2 Walcott 1914 1073 Screen Shot 2015-08-22 at 6.42.01 PM4 Screen Shot 2015-08-22 at 6.42.57 PMWe now know that these curious structures are not fossilized algae, hence the name Kinneyia no longer has any biological use. (You may note that most authors do not italicize the name, emphasizing that it is no longer a valid taxon. I keep the style as a reminder of the name’s history.) These are ripples with sinuous, bifurcating, flat-topped crests. They are sometimes very complicated when the crests interfere with each other. Their flat tops (when well-preserved) suggest that there was something lying above them. Most workers on Kinneyia conclude that this was a microbial mat, so Walcott would be at least satisfied that life was involved. Did the Kinneyia ripples form as gas built up underneath a decaying mat? Are they made when the mat shrinks through desiccation? Experimental physicists have even gotten involved in the interpretations. Thomas et al. (2013) write: “Microbial mats behave like viscoelastic fluids. We propose that the key mechanism involved in the formation of Kinneyia is a Kelvin-Helmholtz type instability induced in a viscoelastic film under flowing water. A ripple corrugation is spontaneously induced in the film and grows in amplitude over time.”

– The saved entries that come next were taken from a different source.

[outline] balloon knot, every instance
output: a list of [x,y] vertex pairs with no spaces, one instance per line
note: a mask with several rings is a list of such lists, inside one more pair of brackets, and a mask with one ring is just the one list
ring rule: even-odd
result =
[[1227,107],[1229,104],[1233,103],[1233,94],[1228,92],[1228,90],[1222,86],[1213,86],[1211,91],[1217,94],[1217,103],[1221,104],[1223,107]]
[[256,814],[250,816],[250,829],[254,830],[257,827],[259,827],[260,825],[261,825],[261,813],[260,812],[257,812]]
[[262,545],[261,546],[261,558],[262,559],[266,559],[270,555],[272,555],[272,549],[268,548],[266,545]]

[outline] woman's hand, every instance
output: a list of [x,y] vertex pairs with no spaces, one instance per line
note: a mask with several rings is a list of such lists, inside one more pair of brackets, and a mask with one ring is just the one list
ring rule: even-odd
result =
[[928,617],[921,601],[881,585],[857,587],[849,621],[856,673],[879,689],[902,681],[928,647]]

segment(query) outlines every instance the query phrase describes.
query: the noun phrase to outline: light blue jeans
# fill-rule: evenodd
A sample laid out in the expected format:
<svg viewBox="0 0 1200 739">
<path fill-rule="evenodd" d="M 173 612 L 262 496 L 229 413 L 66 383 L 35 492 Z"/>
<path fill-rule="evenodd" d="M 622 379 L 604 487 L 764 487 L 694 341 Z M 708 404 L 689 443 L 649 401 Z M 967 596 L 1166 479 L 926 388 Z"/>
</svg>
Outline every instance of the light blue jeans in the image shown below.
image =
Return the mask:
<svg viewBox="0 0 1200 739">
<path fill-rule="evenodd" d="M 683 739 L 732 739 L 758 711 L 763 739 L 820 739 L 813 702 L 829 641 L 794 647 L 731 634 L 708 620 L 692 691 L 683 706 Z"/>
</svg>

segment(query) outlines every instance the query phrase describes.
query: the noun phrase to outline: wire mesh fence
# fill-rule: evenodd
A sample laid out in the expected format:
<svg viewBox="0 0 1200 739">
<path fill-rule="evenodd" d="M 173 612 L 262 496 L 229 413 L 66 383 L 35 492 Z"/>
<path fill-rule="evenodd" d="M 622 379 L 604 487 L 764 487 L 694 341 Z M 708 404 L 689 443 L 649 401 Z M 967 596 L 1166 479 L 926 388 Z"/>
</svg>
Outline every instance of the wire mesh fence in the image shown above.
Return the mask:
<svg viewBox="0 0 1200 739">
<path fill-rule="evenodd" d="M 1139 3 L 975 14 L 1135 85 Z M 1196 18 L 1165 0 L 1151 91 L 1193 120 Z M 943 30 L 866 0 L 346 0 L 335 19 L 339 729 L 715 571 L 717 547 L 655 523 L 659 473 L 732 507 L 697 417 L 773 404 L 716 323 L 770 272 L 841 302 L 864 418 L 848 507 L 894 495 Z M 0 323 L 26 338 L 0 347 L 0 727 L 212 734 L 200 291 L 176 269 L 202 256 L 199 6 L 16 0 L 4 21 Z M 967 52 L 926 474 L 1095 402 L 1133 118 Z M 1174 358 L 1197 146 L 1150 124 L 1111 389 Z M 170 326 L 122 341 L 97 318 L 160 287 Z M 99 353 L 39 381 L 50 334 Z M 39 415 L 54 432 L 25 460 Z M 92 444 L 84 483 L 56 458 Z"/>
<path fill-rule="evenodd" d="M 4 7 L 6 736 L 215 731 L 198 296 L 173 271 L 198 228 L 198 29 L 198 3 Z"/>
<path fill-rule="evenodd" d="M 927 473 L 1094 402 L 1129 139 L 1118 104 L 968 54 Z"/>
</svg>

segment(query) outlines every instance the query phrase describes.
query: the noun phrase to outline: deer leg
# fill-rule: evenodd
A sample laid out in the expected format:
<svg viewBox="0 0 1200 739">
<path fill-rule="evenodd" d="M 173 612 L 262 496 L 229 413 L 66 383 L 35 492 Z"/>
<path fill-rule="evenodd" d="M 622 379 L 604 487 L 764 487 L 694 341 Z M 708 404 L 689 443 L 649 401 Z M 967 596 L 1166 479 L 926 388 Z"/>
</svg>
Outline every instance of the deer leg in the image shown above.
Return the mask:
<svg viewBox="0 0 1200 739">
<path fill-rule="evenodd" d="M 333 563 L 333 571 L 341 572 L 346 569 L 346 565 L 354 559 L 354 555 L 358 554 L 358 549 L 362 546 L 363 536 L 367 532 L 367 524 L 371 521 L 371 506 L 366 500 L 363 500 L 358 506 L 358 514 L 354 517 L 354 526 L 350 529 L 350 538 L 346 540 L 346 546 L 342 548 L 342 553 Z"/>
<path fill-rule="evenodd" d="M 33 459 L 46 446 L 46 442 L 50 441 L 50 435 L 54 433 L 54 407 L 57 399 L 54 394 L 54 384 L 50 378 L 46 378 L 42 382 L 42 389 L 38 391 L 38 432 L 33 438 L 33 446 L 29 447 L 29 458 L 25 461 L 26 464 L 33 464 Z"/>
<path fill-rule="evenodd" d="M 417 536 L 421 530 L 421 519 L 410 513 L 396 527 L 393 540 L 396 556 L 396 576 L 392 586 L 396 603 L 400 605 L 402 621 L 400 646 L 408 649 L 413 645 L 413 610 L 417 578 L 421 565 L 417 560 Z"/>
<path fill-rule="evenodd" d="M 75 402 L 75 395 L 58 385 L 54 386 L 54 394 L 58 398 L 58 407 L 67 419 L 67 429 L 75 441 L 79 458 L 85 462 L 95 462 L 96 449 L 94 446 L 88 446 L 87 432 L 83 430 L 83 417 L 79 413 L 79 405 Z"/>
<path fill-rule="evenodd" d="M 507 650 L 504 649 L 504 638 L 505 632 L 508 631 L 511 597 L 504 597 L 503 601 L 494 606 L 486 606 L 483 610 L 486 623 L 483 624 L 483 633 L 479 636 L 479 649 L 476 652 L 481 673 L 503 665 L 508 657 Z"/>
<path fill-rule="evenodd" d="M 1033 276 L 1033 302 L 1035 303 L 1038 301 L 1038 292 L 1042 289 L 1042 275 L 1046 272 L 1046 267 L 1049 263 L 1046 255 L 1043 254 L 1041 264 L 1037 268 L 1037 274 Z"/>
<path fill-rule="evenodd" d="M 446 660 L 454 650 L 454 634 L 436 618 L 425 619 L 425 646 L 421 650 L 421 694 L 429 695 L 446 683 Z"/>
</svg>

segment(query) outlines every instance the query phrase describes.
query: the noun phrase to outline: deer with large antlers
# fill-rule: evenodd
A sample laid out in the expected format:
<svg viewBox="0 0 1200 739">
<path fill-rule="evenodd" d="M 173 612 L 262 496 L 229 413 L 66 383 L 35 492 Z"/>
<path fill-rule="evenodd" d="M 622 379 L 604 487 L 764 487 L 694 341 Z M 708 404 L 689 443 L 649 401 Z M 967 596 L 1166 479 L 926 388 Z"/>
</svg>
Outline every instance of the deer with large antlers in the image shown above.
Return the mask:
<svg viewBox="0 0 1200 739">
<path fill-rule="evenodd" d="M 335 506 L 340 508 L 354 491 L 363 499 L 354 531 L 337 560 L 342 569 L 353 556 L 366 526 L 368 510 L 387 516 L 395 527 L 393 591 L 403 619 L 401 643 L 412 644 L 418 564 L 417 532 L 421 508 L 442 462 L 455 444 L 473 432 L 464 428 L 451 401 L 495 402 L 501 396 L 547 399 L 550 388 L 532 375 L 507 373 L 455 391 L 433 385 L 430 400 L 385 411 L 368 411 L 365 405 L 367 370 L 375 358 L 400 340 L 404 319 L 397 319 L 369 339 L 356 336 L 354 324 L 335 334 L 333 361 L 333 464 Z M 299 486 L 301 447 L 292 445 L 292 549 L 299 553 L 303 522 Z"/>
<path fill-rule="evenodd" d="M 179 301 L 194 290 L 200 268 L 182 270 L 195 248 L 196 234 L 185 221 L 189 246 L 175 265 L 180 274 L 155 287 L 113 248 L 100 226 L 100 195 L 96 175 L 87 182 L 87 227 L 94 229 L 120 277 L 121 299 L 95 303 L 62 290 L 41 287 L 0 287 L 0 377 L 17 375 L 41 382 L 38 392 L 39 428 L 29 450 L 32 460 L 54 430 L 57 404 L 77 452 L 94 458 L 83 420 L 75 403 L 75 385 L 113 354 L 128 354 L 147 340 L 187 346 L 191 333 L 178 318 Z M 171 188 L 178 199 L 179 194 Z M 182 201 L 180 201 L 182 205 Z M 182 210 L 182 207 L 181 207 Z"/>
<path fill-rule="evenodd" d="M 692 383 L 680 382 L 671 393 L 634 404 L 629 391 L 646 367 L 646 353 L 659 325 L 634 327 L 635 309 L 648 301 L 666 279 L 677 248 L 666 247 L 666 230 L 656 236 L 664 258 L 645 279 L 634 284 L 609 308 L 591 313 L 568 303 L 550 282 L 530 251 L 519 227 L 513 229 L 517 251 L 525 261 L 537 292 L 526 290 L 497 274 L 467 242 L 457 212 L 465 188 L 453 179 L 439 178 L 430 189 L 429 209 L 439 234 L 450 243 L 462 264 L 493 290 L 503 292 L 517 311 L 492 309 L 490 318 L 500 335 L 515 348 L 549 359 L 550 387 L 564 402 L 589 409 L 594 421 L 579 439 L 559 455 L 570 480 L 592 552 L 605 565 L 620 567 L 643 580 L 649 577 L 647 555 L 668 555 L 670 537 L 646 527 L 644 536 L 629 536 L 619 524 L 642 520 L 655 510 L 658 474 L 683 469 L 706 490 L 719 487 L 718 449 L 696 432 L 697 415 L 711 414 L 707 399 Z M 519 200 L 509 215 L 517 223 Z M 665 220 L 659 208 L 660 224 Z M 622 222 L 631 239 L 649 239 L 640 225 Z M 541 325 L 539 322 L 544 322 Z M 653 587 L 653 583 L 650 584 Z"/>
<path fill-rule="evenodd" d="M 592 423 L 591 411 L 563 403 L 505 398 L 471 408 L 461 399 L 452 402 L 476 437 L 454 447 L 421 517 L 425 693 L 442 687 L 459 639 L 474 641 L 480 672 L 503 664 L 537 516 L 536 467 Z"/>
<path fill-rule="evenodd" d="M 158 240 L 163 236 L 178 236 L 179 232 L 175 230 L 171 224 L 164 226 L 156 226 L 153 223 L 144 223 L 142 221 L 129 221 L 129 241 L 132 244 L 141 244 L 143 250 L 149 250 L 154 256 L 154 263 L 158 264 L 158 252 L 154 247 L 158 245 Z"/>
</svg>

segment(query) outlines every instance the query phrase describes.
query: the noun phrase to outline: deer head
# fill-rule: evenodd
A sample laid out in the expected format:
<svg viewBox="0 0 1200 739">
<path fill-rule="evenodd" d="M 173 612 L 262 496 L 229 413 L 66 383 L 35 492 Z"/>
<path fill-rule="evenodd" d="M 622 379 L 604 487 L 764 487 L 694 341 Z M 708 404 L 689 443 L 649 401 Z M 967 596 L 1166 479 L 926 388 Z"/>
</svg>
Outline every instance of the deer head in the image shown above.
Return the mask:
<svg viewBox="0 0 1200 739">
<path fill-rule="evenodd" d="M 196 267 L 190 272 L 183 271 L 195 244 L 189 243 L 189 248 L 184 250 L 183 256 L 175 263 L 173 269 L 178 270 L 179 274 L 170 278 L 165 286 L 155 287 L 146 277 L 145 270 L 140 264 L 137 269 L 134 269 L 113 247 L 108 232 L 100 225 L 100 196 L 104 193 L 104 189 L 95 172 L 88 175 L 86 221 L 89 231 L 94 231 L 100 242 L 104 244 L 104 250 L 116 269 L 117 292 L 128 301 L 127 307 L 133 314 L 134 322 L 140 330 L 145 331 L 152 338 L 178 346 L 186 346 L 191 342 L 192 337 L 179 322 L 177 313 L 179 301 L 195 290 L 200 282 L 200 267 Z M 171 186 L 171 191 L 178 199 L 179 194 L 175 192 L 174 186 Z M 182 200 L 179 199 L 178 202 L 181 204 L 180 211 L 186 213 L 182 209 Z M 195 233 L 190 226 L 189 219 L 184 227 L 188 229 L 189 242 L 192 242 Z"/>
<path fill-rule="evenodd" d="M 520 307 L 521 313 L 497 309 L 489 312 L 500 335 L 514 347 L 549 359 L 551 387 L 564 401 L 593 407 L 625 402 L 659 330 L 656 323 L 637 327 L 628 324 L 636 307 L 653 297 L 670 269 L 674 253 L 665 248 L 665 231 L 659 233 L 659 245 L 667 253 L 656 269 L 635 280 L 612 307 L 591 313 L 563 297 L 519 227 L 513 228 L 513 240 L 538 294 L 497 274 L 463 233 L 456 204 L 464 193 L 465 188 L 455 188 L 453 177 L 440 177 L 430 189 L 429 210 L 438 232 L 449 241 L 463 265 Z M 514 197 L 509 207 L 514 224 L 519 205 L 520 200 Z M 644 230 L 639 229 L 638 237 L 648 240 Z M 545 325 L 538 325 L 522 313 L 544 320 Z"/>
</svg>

Kinneyia is thus a sedimentary feature formed by physical processes mediated by life in the form of a microbial mat. What those processes were is the most interesting question now.

References:

Gerdes, G., Klenke, T. and Noffke, N. 2000. Microbial signatures in peritidal siliciclastic sediments: a catalogue. Sedimentology 47: 279-308.

Hagadorn, J.W. and Bottjer, D.J. 1997. Wrinkle structures: Microbially mediated sedimentary structures common in subtidal siliciclastic settings at the Proterozoic-Phanerozoic transition. Geology 25: 1047-1050.

Noffke, N., Gerdes, G., Klenke, T., Krumbein, W.E. 2001. Microbially induced sedimentary structures — a new category within the classification of primary sedimentary structures. Journal of Sedimentary Research A71: 649-656.

Porada, H., Ghergut, J. and Bouougri, E.H. 2008. Kinneyia-type wrinkle structures—critical review and model of formation. Palaios 23: 65-77.

Thomas, K., Herminghaus, S., Porada, H. and Goehring, L. 2013. Formation of Kinneyia via shear-induced instabilities in microbial mats. Philosophical Transactions of the Royal Society of London A: Mathematical, Physical and Engineering Sciences 371(2004), 20120362.

Walcott, C.D. 1914. Cambrian geology and palaeontology III No.2 – Precambrian, Algonkian algal flora. Smithsonian Miscellaneous Collections 64: 77-156.

2 Responses to “Wooster’s Fossil (Maybe) of the Week: Kinneyia ripples”

  1. Howard Allenon 23 Oct 2015 at 12:37 pm

    Thanks for this! I’ve been puzzling over these things for about 8 years, after seeing and photographing pretty much identical structures in carbonate rocks (Carboniferous/Mississippian) in the front ranges of the Canadian Rockies (Alberta). They look superficially like current or oscillation ripples, but seem “wrong” in several respects. This interpretation seems “right”! I’ll have to hit the library and check out your references.

    Cheers
    –Howard

  2. Bruce L. Stinchcombon 01 Jul 2016 at 1:13 am

    Charles D. Walcott was an astute and competent field geologist with an early and extensive experience with outcrops, rocks and fossils. Many of his “Pre-Cambrian Algonkian algae” (see above references) like Kinneyia and Newlandia have recently been relegated to the status of pseudofossils by a number of geologists. As a geologist who has seen these in the field in outcrop, I believe that this is wrong. It’s been said that the best geologist is one who has seen the most rocks and outcrops and I think this is true. Walcott saw lots of rocks, outcrops and fossils and he knew what he was doing!